“Чародейка” Чайковского в Большом театре: Реванш отложен

Большой театр протянул руку своему дореформенному прошлому: оперу Чайковского «Чародейка» доверили поставить позавчерашним руководителям театра. Цель была достигнута: от спектакля потянуло духом позднего застоя
Митя Алешковский/ ИТАР-ТАСС

Опера «Чародейка», написанная Чайковским абсолютно зрелым (1887), – одно из самых неорганичных его творений: сюжет из нижегородского быта XV века с хорами и песнями a la russe неловко сшит по лекалам европейской мелодрамы. «Чародейка» так и не снискала популярности, но многие страницы музыки ее превосходны, и обращение к ней академического театра вызывает уважение.

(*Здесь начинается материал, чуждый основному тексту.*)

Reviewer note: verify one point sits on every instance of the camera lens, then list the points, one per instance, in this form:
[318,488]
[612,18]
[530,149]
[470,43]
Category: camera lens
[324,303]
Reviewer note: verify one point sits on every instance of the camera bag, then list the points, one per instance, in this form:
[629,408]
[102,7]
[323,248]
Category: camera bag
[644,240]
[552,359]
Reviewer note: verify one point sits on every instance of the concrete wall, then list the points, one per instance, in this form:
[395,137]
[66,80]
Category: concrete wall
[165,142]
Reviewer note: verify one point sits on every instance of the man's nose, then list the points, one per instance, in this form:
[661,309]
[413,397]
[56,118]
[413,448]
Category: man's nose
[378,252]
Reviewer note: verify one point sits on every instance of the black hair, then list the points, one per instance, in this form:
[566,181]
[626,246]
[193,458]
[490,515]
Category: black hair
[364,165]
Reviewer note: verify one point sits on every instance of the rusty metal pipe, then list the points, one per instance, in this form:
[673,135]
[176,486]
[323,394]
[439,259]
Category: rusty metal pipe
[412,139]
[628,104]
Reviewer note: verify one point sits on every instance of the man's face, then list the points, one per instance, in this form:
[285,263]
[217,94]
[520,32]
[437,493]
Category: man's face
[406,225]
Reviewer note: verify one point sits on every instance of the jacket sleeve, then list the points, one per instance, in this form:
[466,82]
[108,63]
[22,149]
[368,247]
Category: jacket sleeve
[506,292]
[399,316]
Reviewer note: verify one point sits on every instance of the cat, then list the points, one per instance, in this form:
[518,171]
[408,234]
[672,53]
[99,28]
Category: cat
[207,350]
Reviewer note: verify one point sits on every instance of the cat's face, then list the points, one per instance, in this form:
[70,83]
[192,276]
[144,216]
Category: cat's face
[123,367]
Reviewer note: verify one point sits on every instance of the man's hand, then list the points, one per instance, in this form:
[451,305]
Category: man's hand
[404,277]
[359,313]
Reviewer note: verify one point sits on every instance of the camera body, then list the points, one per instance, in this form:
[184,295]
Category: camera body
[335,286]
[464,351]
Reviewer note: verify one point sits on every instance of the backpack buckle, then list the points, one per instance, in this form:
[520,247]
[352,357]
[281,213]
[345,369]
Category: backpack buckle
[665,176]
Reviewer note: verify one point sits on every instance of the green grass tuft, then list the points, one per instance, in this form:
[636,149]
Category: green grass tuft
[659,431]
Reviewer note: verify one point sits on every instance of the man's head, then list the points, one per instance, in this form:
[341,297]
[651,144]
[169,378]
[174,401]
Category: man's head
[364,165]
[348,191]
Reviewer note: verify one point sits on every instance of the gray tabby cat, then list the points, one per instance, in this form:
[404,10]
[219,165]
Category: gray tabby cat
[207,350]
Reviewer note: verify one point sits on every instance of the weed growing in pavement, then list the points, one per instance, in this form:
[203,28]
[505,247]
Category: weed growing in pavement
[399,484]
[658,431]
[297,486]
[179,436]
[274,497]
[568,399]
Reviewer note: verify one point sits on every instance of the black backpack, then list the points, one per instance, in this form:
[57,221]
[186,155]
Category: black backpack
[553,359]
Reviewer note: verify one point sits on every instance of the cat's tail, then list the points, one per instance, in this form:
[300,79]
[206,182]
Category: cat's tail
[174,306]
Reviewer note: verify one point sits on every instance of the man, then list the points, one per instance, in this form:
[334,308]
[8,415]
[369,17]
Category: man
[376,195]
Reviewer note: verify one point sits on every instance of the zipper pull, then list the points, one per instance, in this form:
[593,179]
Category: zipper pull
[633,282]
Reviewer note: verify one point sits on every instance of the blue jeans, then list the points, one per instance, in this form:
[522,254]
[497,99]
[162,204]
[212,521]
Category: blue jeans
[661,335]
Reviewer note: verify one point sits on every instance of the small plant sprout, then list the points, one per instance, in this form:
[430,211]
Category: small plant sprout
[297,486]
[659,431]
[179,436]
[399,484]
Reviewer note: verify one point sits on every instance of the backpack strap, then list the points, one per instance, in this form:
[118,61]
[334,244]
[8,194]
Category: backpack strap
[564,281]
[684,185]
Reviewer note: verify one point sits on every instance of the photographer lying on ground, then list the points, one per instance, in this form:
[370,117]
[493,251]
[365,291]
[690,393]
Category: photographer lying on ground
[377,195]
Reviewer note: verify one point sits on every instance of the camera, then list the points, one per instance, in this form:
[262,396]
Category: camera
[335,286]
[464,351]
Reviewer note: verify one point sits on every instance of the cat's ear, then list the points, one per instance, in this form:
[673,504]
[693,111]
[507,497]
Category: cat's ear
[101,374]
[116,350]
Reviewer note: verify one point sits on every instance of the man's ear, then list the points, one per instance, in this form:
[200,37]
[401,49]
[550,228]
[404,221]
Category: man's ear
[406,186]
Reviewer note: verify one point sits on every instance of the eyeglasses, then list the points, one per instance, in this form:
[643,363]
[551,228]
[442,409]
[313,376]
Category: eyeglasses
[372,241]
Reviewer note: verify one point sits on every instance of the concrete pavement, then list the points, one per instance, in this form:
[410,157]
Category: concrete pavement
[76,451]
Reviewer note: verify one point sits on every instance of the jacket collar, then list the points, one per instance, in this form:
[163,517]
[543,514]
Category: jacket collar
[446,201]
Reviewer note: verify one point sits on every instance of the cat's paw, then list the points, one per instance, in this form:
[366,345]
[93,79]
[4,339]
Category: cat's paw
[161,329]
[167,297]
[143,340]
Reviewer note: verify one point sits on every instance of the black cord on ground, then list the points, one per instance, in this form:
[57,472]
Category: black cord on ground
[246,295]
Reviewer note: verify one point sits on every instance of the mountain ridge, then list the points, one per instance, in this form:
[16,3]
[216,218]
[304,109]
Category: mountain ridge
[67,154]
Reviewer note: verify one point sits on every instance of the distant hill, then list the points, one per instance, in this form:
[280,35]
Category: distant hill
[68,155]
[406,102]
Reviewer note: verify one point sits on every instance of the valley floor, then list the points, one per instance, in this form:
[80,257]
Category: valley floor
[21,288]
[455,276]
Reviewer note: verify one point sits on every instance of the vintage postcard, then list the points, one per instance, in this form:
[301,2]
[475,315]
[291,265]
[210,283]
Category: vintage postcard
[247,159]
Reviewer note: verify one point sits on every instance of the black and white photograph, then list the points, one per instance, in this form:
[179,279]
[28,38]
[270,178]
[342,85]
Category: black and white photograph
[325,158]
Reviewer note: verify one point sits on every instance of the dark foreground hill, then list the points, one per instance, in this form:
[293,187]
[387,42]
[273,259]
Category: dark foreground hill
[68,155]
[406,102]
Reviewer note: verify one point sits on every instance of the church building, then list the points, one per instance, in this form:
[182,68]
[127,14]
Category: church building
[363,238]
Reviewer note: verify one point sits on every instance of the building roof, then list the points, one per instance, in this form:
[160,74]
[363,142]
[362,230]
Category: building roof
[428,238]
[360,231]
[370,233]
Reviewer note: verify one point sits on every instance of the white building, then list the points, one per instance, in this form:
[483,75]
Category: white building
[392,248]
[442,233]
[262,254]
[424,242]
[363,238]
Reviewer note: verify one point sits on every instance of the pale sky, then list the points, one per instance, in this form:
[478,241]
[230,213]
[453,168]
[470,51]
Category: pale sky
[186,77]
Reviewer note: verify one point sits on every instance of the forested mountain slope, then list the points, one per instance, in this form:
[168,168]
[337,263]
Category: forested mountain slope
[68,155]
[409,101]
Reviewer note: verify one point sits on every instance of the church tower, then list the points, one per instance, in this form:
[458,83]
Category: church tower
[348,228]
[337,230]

Уровень прочтения текста призваны были гарантировать имена дирижера Александра Лазарева и художника Валерия Левенталя, руководивших Большим театром вплоть до середины 1990-х. Но они вернулись с тем, с чем ушли, заново принеся в театр вокальные децибелы и межеумочную поэтику конца прошлого века – когда официоз уже протух, а новым веяниям еще стоял прочный заслон.

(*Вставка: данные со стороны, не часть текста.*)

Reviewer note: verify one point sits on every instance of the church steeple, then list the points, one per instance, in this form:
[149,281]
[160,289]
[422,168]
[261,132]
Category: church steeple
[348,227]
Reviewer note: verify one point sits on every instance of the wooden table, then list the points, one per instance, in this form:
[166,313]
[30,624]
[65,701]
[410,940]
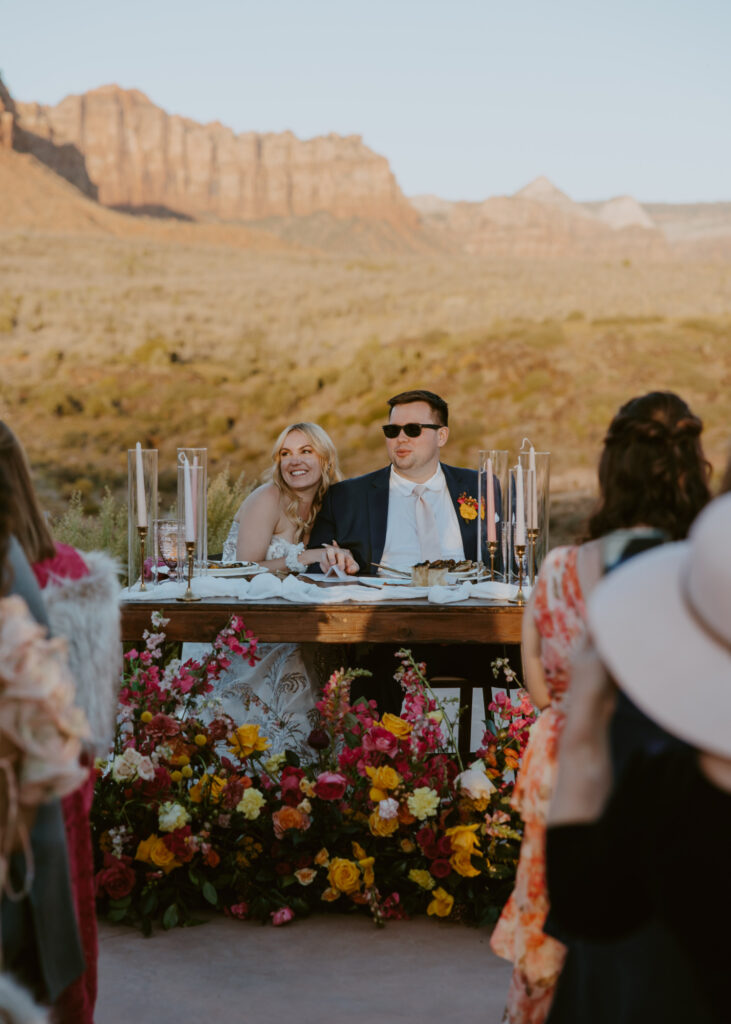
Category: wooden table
[385,622]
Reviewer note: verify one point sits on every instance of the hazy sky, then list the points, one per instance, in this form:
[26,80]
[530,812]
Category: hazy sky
[466,98]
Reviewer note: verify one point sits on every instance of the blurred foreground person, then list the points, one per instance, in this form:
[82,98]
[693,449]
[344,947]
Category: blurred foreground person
[657,854]
[653,481]
[81,598]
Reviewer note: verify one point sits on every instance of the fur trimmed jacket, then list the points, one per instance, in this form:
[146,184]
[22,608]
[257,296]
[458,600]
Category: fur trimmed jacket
[86,612]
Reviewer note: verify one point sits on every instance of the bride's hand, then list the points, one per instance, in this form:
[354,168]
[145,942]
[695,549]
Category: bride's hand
[333,554]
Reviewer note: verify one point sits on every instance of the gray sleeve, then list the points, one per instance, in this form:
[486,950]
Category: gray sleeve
[24,583]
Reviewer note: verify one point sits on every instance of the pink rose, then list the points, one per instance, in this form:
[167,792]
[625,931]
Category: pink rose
[282,915]
[331,784]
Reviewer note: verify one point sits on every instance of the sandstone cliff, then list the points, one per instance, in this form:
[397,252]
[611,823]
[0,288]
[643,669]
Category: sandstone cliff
[135,156]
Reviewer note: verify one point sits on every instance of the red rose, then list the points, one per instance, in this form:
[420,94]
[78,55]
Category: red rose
[330,784]
[440,868]
[116,878]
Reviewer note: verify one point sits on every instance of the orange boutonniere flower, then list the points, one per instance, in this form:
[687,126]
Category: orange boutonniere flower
[468,507]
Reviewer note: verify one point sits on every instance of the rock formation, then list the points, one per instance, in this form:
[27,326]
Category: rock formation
[137,157]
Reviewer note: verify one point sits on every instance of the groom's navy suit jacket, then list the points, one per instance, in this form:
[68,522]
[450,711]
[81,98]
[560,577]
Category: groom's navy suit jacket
[355,514]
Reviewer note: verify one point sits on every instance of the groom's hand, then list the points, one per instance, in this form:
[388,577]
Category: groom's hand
[341,557]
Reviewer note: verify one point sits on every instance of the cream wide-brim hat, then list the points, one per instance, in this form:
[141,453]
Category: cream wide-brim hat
[661,624]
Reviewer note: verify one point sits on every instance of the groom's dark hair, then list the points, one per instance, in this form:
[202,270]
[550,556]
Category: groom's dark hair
[441,410]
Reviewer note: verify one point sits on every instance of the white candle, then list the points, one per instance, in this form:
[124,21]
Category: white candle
[532,492]
[141,504]
[489,483]
[187,494]
[519,507]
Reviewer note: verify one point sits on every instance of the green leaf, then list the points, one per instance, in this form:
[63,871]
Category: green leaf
[210,893]
[170,918]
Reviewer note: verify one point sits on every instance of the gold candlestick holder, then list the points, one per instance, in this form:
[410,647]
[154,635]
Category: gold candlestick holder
[491,549]
[142,530]
[520,552]
[532,537]
[189,554]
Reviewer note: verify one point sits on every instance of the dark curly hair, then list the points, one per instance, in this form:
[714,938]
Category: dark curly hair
[652,471]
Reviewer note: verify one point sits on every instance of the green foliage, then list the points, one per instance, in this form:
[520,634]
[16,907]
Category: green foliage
[224,497]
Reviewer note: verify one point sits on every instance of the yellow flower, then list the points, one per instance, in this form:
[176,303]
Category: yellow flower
[395,725]
[246,740]
[144,848]
[464,843]
[161,856]
[422,878]
[423,803]
[366,865]
[382,826]
[382,779]
[441,904]
[344,875]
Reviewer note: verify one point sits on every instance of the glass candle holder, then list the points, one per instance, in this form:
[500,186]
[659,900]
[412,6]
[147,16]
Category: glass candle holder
[491,543]
[141,512]
[194,514]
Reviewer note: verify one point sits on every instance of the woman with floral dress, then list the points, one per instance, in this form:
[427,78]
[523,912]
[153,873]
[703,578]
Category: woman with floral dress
[652,473]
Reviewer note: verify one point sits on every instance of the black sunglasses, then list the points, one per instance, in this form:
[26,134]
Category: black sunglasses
[410,429]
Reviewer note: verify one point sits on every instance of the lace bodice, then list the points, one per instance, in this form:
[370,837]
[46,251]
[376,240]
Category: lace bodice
[280,547]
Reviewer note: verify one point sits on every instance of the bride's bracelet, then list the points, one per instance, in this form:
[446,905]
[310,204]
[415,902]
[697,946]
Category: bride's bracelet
[292,560]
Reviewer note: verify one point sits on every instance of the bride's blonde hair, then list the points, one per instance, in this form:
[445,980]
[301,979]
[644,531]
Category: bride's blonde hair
[325,450]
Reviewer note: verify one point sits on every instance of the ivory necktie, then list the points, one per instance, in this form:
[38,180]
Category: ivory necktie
[426,525]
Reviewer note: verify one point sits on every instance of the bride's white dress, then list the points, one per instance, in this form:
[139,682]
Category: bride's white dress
[278,692]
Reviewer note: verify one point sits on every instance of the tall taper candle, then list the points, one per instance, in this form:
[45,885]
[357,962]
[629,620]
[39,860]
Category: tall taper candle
[489,484]
[189,523]
[519,508]
[141,504]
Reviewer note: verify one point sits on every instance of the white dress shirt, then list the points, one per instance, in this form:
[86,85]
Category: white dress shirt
[402,549]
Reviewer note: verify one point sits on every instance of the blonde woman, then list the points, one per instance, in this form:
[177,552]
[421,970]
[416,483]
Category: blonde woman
[272,527]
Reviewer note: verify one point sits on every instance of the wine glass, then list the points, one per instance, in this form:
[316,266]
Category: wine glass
[168,531]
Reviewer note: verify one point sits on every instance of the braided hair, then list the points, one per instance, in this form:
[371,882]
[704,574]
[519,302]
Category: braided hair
[652,471]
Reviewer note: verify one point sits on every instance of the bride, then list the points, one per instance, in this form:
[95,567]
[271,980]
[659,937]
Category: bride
[272,527]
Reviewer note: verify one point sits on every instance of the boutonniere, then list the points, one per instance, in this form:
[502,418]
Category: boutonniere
[468,507]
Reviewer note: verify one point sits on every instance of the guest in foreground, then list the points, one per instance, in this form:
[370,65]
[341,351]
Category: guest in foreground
[272,527]
[40,745]
[656,848]
[81,598]
[652,477]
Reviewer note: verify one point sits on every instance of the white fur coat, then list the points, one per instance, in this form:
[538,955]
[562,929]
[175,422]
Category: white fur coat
[86,612]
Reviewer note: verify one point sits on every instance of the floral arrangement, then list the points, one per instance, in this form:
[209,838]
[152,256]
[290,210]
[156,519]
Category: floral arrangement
[191,809]
[468,507]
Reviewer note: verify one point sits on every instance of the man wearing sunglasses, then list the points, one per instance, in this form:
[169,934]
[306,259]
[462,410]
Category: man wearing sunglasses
[406,512]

Декорации Левенталя – субъективная деформация большого стиля, с журнальной графикой, уходящей в компьютерные воды Волги на заднике, авторски изогнутыми теремами и бессмысленно неудобными помостами под ногами у артистов.

К хождению по этим помостам сводится и режиссура Александра Тителя, который всемерно облегчил себе профессиональную задачу, заменив точные решения условностями и подав массовые сцены первого акта как статичную ораторию. Сцена драки во втором акте тоже заслуживала более кропотливой работы постановщика с хором и мимансом – но все ограничилось тем, что над толпой подняли скамейку.

Александр Лазарев всецело положился на силовой вокал и открытую экспрессию. Бывает, дирижеры заглушают певцов оркестром, на премьере «Чародейки» все сложилось наоборот. Лазарев стелил отнюдь не слабоголосым певцам столь осторожный аккомпанемент, что вокал заполонил всю акустику театра, не слишком совпадая с оркестром и ритмически.

Пели действительно сильно: молодой звонкий голос Анны Нечаевой (чародейка Настасья) звучал свежо и ладно. Старательно доложил партию молодого княжича Всеволод Гривнов – хотя его манерный тембр мало отвечал русскому стилю. Силой звука и градусом страсти успешно мерялись Валерий Алексеев и Елена Манистина (Князь и Княгиня), Татьяна Ерастова (Ненила) и Владимир Маторин (дьяк Мамыров). Последний, как всегда, зажигал актерски, создав очередной необузданный русский характер, но он же, как всегда, пуще всех бравировал небрежением к жесту дирижера.

Вероятно, многие шли в Большой на «Чародейку», надеясь увидеть реванш нормативной эстетики, – а увидели очередную авторскую трактовку, только прокисшую до зачатия. Русская опера в истинно музейном виде все еще остается делом будущего.